Oliver in the Garden
- Author: Margaret Beames
- Illustrator: Sue Hitchcock
- Language: English
- Subject: Children's literature, Picture book
- Published: 2000 (Scholastic)
- Publication place: New Zealand
- Media type: Print (hardback, paperback)
- Pages: 32
- ISBN: 9781869434526
- OCLC: 49221508

= Oliver in the Garden =

2000 picture book by Margaret Beames

Oliver in the Garden (published in the USA as Night Cat) is a 2000 picture book by Margaret Beames. It is about a cat called Oliver that chooses to stay outside all night but after a number of adventures decides it is better indoors.

==Publication history==
- Oliver in the Garden (2000), Scholastic, ISBN 9781869434526
- Night Cat (2000), Orchard Books, ISBN 9780439385763

==Reception==
The Horn Book Magazine, in a review of Oliver in the Garden, wrote "Hitchcock's digitally rendered illustrations feature wonderfully dramatic and sometimes chilling nightscapes in a palette of deep purple and black occasionally cut by swaths of light and color. The story is more atmospheric than well-plotted, the cozy conclusion more inevitable than satisfying." A reviewer for the School Library Journal compared it to books like Marcia Brown's Shadow and concluded "this import from New Zealand promises to bewitch American picture-book readers."

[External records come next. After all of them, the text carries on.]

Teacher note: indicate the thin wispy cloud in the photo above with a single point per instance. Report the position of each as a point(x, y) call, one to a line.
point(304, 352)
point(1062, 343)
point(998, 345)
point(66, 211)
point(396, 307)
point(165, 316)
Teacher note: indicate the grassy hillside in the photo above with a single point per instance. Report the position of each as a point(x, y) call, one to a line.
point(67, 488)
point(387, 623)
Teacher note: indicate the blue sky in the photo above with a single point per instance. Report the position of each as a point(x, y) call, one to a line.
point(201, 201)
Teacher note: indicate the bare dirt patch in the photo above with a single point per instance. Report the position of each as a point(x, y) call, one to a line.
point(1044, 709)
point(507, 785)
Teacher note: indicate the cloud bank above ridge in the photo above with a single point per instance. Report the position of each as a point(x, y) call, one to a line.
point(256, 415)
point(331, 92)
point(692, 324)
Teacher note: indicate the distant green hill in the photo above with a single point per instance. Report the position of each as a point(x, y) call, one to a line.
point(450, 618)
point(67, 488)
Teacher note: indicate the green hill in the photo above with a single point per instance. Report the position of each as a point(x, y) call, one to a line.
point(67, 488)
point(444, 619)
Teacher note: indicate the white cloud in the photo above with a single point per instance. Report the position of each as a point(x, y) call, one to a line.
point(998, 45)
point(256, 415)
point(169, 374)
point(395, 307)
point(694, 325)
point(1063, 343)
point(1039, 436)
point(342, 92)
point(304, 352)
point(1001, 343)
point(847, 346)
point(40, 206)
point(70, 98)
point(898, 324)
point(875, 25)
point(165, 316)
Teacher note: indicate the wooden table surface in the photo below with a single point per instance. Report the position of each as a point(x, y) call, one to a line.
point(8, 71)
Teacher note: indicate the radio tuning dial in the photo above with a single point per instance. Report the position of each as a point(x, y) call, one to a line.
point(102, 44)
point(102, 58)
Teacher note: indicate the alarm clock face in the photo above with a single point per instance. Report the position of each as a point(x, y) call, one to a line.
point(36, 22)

Oliver in the Garden has also been reviewed by Kirkus Reviews, and Publishers Weekly.

It is one of the New Zealand Book Council 50 New Zealand books every kid should read by age 12, and won Best Picture Book and the Children's Choice Award at the 2001 New Zealand Post Book Awards for Children and Young Adults.

==Sequels==
Beames has written further books involving Oliver including Oliver's Party (2003), and Oliver Goes Exploring (2008).